I think you made the right decision. I still remember my rage at my mom for not letting me wear certain clothes, etc. You let him have some control over his own life--kids need that in order to start making adult decisions. Maybe it will help him next time a fight or something comes up--he'll have the wherewithal to decide what to do. BTW, who cares what other people think about the whole thing--it's none of their business. (I have a 10 y.o. son.)
I remember when I was that age I always wanted my head shaved, too...mostly though it was because I had no idea how to "style" my hair. In other words, I was just lazy :)

Now that I'm older, I shave my head to hide the grey...

I really like how your son is taking a risk, trying to define himself---and on the same level you and your husband are taking a risk, defining yourselves as parents. I echo what jlsathre said, "It all sounds like some wise parenting to me"
"Small acts of rebellion for small people."
Nice.
Loved the way you handled this with him.
Take pictures to remind him!
Hair. That's nothing. And bald is cool right now. At least it's not pink. Celebrate.
thanks for all the nice comments -- actually, this story is a few years old, and we have survived many such incidents by reminding ourselves "it's only hair. hair grows back."
thanks for reading!
Fun story. The line about returning to the nest for a sweater had me spluttering out loud with laughter. Probably b/c I too am the mother of a boy...
I told my daughter I didn't care what she did with her hair but for one thing: Don't let it hang in front of her eyes. Why make it harder to see where you're going, what you're doing or how fast that car is coming?
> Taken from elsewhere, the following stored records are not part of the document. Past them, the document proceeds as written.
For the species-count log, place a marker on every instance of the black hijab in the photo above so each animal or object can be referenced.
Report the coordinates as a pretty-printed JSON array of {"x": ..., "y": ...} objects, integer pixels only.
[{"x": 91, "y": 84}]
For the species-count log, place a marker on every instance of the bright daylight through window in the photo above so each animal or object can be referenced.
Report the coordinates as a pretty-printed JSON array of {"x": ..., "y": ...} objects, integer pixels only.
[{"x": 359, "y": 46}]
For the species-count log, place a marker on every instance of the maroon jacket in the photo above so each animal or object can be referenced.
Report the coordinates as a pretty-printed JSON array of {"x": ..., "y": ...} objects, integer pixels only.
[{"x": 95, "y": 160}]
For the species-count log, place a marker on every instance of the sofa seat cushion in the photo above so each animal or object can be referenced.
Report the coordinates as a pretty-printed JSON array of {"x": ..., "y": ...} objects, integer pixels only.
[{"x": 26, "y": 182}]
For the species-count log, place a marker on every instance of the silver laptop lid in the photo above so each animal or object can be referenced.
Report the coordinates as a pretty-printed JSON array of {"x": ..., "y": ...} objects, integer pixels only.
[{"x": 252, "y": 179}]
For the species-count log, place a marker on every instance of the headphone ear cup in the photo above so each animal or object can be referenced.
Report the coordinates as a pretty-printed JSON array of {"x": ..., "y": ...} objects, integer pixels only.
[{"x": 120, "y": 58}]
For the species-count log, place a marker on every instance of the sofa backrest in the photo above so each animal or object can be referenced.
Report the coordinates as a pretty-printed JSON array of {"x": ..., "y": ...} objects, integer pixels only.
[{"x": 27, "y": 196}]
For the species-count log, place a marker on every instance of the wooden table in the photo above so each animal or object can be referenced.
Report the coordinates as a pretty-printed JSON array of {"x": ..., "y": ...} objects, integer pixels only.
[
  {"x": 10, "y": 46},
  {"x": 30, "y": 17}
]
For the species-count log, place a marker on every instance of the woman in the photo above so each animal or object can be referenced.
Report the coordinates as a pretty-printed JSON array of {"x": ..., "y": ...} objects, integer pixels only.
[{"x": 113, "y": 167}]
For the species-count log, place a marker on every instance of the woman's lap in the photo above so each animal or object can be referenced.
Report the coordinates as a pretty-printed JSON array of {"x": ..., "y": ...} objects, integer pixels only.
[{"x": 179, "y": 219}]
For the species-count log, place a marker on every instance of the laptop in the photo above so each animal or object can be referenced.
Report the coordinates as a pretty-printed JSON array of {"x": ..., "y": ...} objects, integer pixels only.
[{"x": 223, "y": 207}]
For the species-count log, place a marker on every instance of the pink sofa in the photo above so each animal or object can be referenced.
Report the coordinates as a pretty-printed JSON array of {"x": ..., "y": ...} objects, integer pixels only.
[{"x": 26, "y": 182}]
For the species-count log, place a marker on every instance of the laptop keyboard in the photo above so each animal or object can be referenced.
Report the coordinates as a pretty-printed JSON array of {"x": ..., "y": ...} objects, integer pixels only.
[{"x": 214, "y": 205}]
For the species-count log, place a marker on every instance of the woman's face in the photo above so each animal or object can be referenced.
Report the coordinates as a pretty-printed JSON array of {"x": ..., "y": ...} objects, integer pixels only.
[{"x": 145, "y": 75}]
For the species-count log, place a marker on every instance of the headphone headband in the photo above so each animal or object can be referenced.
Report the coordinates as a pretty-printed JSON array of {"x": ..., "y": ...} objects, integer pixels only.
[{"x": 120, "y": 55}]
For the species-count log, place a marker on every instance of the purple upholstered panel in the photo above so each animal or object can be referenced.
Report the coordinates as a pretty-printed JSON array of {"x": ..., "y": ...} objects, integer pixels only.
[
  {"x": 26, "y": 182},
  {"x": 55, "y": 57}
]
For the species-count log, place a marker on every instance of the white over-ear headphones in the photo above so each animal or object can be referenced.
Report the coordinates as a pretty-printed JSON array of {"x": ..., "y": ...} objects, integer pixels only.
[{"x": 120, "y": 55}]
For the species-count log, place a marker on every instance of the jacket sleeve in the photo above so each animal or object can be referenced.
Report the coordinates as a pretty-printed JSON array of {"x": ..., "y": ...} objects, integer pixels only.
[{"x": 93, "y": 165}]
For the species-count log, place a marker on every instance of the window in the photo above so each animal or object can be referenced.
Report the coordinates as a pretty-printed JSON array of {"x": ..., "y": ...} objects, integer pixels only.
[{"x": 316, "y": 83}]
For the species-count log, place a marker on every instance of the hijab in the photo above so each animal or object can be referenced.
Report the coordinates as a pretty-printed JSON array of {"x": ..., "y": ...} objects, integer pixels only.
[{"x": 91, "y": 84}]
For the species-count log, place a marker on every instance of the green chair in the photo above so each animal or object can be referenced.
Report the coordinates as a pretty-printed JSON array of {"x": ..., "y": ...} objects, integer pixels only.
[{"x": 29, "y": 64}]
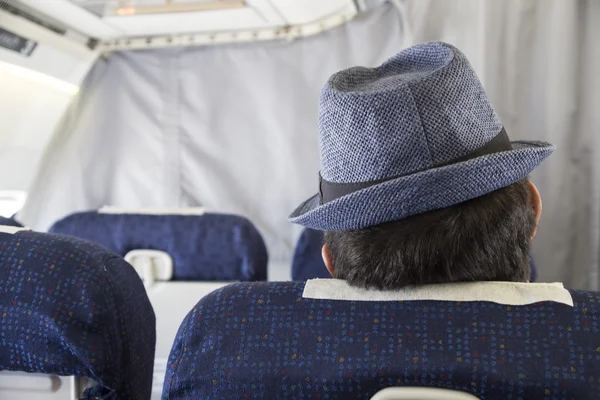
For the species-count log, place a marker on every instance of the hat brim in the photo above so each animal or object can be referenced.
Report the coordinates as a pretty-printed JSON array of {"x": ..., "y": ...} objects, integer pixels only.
[{"x": 423, "y": 191}]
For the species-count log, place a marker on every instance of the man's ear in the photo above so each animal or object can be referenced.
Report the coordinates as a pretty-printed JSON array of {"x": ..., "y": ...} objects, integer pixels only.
[
  {"x": 536, "y": 203},
  {"x": 328, "y": 259}
]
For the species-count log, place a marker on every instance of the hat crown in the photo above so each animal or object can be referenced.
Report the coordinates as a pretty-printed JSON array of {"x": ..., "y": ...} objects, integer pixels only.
[{"x": 420, "y": 109}]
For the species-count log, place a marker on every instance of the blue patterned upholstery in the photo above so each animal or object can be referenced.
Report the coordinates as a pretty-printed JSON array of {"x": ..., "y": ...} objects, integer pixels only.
[
  {"x": 207, "y": 247},
  {"x": 308, "y": 264},
  {"x": 264, "y": 340},
  {"x": 9, "y": 222},
  {"x": 69, "y": 307}
]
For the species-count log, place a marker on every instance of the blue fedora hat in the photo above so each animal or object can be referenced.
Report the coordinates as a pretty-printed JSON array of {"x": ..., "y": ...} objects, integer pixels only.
[{"x": 416, "y": 134}]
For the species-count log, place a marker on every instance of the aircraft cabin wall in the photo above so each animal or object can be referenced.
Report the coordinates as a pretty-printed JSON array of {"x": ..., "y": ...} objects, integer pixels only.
[{"x": 232, "y": 127}]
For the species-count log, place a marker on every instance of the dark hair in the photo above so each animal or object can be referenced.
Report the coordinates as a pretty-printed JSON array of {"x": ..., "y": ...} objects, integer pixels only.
[{"x": 484, "y": 239}]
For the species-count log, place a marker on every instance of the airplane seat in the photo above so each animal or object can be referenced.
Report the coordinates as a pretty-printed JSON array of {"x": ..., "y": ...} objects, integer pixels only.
[
  {"x": 193, "y": 238},
  {"x": 181, "y": 255},
  {"x": 308, "y": 264},
  {"x": 10, "y": 222},
  {"x": 325, "y": 339},
  {"x": 75, "y": 321}
]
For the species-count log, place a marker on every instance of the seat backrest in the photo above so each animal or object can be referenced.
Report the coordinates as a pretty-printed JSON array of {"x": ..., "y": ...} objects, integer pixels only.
[
  {"x": 193, "y": 239},
  {"x": 419, "y": 393},
  {"x": 323, "y": 338},
  {"x": 180, "y": 254},
  {"x": 71, "y": 308},
  {"x": 308, "y": 263}
]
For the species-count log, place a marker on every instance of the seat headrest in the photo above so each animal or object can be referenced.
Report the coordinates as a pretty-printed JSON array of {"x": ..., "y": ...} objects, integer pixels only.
[
  {"x": 205, "y": 247},
  {"x": 70, "y": 307},
  {"x": 307, "y": 262}
]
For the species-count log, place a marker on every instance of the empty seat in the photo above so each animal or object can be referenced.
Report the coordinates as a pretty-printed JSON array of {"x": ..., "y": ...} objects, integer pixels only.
[
  {"x": 71, "y": 311},
  {"x": 326, "y": 339},
  {"x": 181, "y": 256},
  {"x": 308, "y": 264},
  {"x": 194, "y": 240}
]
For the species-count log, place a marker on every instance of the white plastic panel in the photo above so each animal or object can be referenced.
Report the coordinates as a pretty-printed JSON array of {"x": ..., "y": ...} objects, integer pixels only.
[
  {"x": 296, "y": 12},
  {"x": 16, "y": 385},
  {"x": 187, "y": 22}
]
I said I didn't care if she Sinead O'Connor'ed or Cyndi Lauper'ed her head (for those that don't know that's either shave it all off or just one half), it was her head, she would have to deal with it and the attention for good or ill -- and it would grow back sooner or later.

So what did she do? She let it grow in front of her eyes and hang in her face.

Ungrateful brat.

--r--
We always know better than our kids. My father was still knowing better when I was well into my 30s. Maybe he did. But you learn a lot more from your own mistakes than your parents' advice.

It's a natural stage of growth that teenagers separate from their families and form their own identities. Better to let them test their wings in a safe environment.